Sur le terrain, deux initiatives phares ont été passées au crible :

  • À Doungh (Commune Tandjouaré 2), 8,5 hectares d’eucalyptus et de neems ont été plantés au sein d’une forêt classée de 5000 hectares.
  • À Garo (Commune Cinkassé 2), ce sont 19 hectares d’eucalyptus, de tecks et de baobabs qui sont venus renforcer le couvert végétal.

Un engagement salué, mais des défis persistants

Si les résultats sont encourageants, la délégation n’a pas manqué de pointer du doigt plusieurs menaces qui pèsent sur la pérennité des actions : divagation des animaux, pénurie d’eau, feux de brousse mal maîtrisés, usage de produits chimiques inappropriés et, surtout, un manque de sensibilisation des populations.

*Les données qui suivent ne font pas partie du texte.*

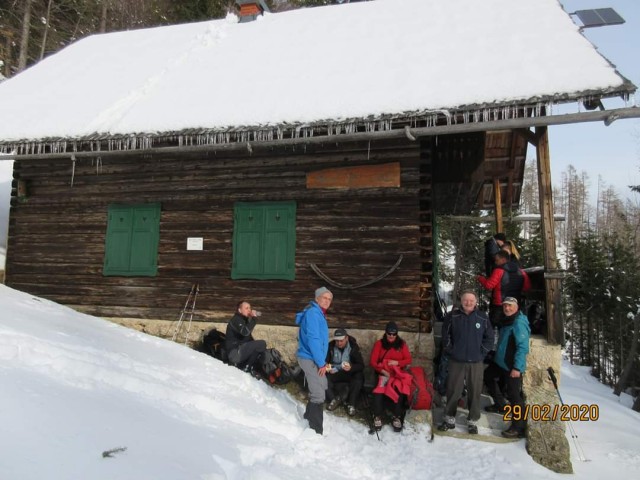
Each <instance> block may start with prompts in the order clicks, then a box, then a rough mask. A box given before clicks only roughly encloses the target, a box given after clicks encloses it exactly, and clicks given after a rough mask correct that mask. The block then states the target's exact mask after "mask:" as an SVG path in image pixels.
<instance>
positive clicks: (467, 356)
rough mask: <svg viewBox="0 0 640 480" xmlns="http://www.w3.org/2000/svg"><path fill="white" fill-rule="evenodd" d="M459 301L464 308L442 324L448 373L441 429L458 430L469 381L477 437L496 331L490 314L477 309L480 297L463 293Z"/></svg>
mask: <svg viewBox="0 0 640 480" xmlns="http://www.w3.org/2000/svg"><path fill="white" fill-rule="evenodd" d="M460 301H461V304H462V308H461V309H455V310H453V311H452V312H451V313H449V314H448V315H447V316H446V317H445V320H444V323H443V325H442V346H443V349H444V353H445V354H446V355H448V356H449V374H448V377H447V405H446V406H445V410H444V414H445V416H444V422H443V423H442V424H441V425H440V426H438V429H439V430H442V431H446V430H452V429H455V428H456V412H457V409H458V400H460V397H461V396H462V390H463V389H464V386H465V382H466V385H467V391H468V397H467V398H468V402H467V403H468V407H469V416H468V417H467V421H468V429H469V433H471V434H476V433H478V427H477V425H476V423H477V421H478V420H479V419H480V395H481V394H482V374H483V371H484V358H485V357H486V355H487V353H489V352H490V351H491V349H492V348H493V329H492V328H491V324H490V323H489V319H488V318H487V315H486V314H485V313H484V312H481V311H479V310H478V309H477V308H476V307H477V305H478V298H477V297H476V294H475V293H474V292H471V291H466V292H464V293H463V294H462V297H461V298H460Z"/></svg>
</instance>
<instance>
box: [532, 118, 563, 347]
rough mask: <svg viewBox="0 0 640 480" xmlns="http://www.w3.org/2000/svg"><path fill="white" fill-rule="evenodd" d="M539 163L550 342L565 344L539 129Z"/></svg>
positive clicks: (545, 276) (547, 184) (552, 238)
mask: <svg viewBox="0 0 640 480" xmlns="http://www.w3.org/2000/svg"><path fill="white" fill-rule="evenodd" d="M536 137H537V139H538V140H537V149H536V155H537V160H538V190H539V199H540V215H541V227H542V237H543V247H544V283H545V301H546V311H547V340H548V341H549V343H551V344H559V345H562V344H563V343H564V327H563V324H562V309H561V306H560V277H559V275H558V258H557V256H556V238H555V224H554V219H553V196H552V191H551V159H550V156H549V135H548V131H547V127H536Z"/></svg>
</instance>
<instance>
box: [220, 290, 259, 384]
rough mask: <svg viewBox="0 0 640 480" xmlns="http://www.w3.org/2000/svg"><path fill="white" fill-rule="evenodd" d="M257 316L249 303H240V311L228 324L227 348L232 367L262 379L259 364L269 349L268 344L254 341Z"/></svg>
mask: <svg viewBox="0 0 640 480" xmlns="http://www.w3.org/2000/svg"><path fill="white" fill-rule="evenodd" d="M257 314H258V312H256V311H255V310H252V309H251V304H250V303H249V302H246V301H244V300H242V301H241V302H239V303H238V310H237V311H236V313H235V315H234V316H233V317H232V318H231V320H229V323H228V324H227V333H226V337H225V348H226V350H227V355H228V358H229V363H230V364H231V365H235V366H236V367H238V368H240V369H244V370H245V371H247V372H250V373H251V374H252V375H253V376H254V377H256V378H260V372H259V367H258V362H259V361H260V360H261V357H262V355H263V354H264V352H265V350H266V349H267V343H266V342H265V341H264V340H254V339H253V335H252V332H253V329H254V328H255V326H256V316H257Z"/></svg>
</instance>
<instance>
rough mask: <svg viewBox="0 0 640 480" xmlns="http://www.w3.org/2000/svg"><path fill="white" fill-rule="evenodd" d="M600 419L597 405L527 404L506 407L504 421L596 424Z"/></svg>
mask: <svg viewBox="0 0 640 480" xmlns="http://www.w3.org/2000/svg"><path fill="white" fill-rule="evenodd" d="M598 418H600V407H599V406H598V405H595V404H591V405H589V404H576V403H573V404H562V405H550V404H542V405H540V404H535V403H534V404H525V405H524V408H523V407H521V406H520V405H505V407H504V414H503V415H502V419H503V420H504V421H505V422H510V421H512V420H516V421H520V420H524V421H527V420H533V421H534V422H553V421H556V420H560V421H561V422H568V421H573V422H595V421H596V420H598Z"/></svg>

« Nous devons redoubler d’efforts. L’objectif national est clair : planter un milliard d’arbres d’ici 2030, et notre région doit jouer sa partition ! », a martelé le député Sambiani Yentéma, soutenu par le président du Conseil régional, Banlépo Nabaguédjoa.

L’appel à une responsabilité collective

L’implication active des femmes, des jeunes et des communautés locales est désormais au cœur de la stratégie. Le directeur régional Nambiama Aboudoulaye insiste :

« Il ne suffit pas de planter. Il faut entretenir, protéger, et surtout faire adhérer les populations à la vision. »

Des recommandations ont été formulées, notamment la priorité à des espèces locales comme le karité et le néré, plus adaptées aux réalités écologiques et économiques de la région.

En route vers 2030

Cette visite marque une étape clé dans la mobilisation pour un environnement sain, résilient et productif dans les Savanes. Et le message est clair : les arbres que nous plantons aujourd’hui sont les racines de notre avenir commun.